Genoa’s just another one of those beautiful, ancient, well-preserved, great-to-visit cities that appear to be around every corner in Italy, and, like all of the others, any traveller should visit at the first opportunity. Again, with most of these cities, half of the attraction is not the sights in themselves, but the entire city in itself: the whole place is an attraction, and everybody knows it. The site of Genoa probably originated as a trade base for the Phoenicians in about 1000BC, but came into prominence 500-or-so years later when the harbour encouraged an ancient Greek city to spring up under the name of Stalia.

what to see in genoa

After the fall of Rome, Genoa became a city-state republic and the excellent harbour encouraged trade and commerce, making Genoa one of the richest cities of the Middle Ages. This is reflected in the enormous construction projects that occurred at the time. Genoa battled its major rival, Venice, throughout the middle ages; but steadily lost it’s place in the world after the Black Death was imported into Europe in 1347. After being conquered and claimed by various other countries, Genoa finally found its place in the modern world with the formation of the Kingdom of Italy in 1861. Before that, though, Genoa had a hero, and we all love hero stories, don’t we? Here it is.

3 days in genoa

Sights in Genoa, apart from, well, the entirety of the old city, include various Cathedrals and the must-sees Piazza de Ferrari and the Galleria Nazionale. The Gallaria was once the home of one of Genoa’s most powerful families, the Spinolas. It’s packed full of Renaissance art and is a stunningly beautiful building. They just don’t make family dynasties like they used to, do they? Other sights include The Museo delle Culture del Mondo, which houses various curiosities that the Italian traveller Capitano Enrico D’Albertis brought back from his expeditions, including a stuffed platypus and a piece of the Great Wall of China.
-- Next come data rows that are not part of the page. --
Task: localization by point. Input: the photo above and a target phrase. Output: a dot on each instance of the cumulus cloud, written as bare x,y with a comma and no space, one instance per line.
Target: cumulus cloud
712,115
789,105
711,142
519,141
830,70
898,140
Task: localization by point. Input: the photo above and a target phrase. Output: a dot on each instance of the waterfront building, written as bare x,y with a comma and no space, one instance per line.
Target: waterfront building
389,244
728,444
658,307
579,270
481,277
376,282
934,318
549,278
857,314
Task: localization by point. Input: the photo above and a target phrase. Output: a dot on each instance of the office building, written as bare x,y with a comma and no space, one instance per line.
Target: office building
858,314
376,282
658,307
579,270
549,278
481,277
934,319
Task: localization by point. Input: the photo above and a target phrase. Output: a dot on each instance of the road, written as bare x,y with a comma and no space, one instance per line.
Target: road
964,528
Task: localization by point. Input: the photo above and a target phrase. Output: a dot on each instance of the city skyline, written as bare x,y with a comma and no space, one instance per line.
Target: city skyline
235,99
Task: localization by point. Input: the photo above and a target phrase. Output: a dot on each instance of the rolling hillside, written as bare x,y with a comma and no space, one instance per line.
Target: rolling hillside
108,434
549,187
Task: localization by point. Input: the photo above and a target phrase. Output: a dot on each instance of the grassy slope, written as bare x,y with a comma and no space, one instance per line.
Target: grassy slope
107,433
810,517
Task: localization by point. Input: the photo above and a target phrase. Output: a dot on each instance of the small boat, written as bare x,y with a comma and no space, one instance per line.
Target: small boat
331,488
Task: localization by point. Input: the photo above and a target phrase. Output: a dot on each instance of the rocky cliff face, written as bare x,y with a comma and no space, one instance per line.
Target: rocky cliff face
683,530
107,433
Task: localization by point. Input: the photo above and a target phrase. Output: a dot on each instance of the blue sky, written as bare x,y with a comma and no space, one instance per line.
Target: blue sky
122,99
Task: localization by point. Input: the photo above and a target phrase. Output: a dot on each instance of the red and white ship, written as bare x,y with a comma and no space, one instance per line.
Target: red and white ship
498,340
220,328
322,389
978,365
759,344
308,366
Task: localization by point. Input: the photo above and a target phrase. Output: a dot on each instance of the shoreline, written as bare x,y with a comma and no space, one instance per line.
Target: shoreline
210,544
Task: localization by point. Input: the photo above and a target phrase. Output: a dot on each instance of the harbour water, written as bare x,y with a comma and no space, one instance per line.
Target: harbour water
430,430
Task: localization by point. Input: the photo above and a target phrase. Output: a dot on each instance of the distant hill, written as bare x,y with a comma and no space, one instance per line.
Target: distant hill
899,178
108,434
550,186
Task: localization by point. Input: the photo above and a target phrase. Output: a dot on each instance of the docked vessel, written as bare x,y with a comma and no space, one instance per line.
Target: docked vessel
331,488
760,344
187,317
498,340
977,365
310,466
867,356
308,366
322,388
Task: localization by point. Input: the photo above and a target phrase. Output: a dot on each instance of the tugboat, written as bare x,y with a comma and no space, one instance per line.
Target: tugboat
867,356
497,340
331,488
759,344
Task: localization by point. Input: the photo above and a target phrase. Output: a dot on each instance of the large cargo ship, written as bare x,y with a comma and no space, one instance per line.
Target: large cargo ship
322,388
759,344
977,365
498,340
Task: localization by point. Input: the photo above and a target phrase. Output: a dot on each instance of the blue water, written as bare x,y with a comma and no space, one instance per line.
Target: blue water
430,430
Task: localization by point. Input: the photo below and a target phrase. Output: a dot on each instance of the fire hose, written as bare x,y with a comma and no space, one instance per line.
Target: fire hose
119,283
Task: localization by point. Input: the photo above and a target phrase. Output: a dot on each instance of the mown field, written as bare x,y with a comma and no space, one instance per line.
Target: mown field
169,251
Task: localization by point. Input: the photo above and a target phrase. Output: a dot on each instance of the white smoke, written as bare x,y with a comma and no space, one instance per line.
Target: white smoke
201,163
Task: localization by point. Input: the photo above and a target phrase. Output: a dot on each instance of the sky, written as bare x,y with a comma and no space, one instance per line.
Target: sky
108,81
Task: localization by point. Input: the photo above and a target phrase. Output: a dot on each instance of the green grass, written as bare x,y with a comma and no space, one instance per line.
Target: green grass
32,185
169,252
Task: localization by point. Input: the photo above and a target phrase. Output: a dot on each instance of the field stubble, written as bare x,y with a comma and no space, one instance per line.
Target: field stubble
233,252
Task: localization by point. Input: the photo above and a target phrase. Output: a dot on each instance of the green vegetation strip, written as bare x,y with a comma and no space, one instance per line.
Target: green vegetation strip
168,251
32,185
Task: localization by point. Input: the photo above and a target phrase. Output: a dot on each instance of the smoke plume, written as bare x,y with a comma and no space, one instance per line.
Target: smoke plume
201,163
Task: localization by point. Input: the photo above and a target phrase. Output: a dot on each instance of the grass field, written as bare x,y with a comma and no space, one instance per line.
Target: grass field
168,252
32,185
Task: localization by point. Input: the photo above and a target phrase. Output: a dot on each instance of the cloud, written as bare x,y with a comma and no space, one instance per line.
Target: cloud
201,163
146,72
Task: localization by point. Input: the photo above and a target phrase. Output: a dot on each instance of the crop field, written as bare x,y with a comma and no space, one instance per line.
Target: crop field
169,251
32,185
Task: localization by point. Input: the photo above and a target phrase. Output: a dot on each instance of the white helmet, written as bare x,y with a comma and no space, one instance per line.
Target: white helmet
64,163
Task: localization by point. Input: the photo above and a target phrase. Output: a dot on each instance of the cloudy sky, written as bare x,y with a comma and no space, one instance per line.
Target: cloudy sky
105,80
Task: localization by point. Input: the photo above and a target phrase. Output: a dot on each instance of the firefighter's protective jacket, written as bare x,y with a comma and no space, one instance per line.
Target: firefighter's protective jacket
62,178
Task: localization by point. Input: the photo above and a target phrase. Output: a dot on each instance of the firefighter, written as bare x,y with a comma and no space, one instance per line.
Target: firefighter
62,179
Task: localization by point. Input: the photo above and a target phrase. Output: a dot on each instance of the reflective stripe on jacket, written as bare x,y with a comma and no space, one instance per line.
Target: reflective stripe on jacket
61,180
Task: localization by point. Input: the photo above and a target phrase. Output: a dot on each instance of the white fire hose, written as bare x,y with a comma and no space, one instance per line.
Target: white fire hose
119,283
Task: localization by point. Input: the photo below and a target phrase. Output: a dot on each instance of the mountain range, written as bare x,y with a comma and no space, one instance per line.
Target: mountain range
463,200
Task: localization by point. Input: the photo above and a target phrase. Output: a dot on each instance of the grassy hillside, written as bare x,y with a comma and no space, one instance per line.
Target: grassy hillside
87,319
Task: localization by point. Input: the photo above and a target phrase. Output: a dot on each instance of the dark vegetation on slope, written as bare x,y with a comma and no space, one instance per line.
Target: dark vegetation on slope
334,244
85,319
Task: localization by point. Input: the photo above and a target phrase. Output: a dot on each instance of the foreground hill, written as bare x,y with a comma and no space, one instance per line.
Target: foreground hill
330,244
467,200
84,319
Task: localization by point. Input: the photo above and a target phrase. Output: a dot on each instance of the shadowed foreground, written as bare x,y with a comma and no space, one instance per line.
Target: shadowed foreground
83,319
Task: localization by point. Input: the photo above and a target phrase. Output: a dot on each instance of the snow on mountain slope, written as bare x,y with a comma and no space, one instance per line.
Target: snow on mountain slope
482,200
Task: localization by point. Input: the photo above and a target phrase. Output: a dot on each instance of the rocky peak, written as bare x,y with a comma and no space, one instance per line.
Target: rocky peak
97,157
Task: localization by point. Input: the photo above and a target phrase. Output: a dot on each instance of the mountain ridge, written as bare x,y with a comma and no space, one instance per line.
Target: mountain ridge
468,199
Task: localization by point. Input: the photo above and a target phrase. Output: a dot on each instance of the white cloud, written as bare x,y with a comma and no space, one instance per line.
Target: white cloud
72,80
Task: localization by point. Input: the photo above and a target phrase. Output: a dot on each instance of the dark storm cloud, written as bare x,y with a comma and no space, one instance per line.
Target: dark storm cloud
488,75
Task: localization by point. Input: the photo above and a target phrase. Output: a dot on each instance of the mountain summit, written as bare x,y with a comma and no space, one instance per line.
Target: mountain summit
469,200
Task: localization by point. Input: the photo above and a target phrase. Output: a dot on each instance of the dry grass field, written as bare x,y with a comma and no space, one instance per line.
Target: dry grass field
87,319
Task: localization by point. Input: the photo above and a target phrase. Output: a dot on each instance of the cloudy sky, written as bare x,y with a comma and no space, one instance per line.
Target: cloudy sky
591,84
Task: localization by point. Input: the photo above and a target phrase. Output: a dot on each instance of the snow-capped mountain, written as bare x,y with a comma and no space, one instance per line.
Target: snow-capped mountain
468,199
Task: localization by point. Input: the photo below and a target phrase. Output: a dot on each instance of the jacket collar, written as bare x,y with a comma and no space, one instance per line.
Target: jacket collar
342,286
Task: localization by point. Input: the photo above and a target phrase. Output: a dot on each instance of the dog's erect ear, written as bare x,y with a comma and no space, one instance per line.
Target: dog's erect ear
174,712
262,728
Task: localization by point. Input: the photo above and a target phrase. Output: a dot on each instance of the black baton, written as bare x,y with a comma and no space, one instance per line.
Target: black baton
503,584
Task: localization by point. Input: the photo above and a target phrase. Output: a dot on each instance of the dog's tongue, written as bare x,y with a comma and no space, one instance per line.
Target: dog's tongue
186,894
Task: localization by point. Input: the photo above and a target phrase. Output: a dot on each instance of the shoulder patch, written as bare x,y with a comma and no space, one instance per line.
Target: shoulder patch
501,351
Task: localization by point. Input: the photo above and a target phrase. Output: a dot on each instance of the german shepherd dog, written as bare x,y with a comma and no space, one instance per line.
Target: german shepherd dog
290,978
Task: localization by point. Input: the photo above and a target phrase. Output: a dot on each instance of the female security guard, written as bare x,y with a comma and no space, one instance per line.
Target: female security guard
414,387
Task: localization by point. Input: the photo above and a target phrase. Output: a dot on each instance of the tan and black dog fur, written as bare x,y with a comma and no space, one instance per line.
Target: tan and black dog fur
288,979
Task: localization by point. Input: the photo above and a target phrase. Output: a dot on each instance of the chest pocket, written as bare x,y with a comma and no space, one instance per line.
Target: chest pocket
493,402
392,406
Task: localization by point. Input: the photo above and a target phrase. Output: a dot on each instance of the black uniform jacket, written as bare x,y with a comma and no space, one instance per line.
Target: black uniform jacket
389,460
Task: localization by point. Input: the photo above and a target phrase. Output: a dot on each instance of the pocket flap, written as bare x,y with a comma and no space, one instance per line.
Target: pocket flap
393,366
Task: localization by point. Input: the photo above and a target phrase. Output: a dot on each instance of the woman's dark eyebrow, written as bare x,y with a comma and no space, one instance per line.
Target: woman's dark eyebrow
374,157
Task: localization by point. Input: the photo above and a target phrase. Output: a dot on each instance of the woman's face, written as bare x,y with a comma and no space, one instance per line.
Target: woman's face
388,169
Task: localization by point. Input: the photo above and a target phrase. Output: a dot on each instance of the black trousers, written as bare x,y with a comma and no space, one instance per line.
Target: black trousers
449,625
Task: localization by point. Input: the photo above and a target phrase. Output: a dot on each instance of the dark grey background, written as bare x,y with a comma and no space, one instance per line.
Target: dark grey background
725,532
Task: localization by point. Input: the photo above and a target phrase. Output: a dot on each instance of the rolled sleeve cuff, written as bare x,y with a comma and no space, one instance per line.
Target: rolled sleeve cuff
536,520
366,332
I’m always very admirable of these first travellers – it was a lot harder to get around then than it is now, and I always wonder what adventures they got up to.

what to eat in genoa

What else is there? Oh, yes, of course, the food. Italian food’s always good, wherever you go, but Genoa has a few quirks that makes it special. Unlike the south of the country, where pizza rules the roof, here pasta’s a favourite, and they make fresh pasta here perfectly. Other dishes that everyone should try are the stockfish soups and pastas that are common here. The walnut sauce that’s popular in the region is delicious, too, and it doesn’t get any better than when it’s using Italian walnuts.

genoa best place to visit

Whatever you do in Genoa, make sure to visit the Teatro della Tosse, where Casanova once stood. It’s a lovely building, but then again, you’re in Italy. Every building’s lovely. I’ve tried, and I can’t stop being jealous of the Italians, even if I can’t justify it into something else. So now they’ve made me feel bad, too. Double bastards.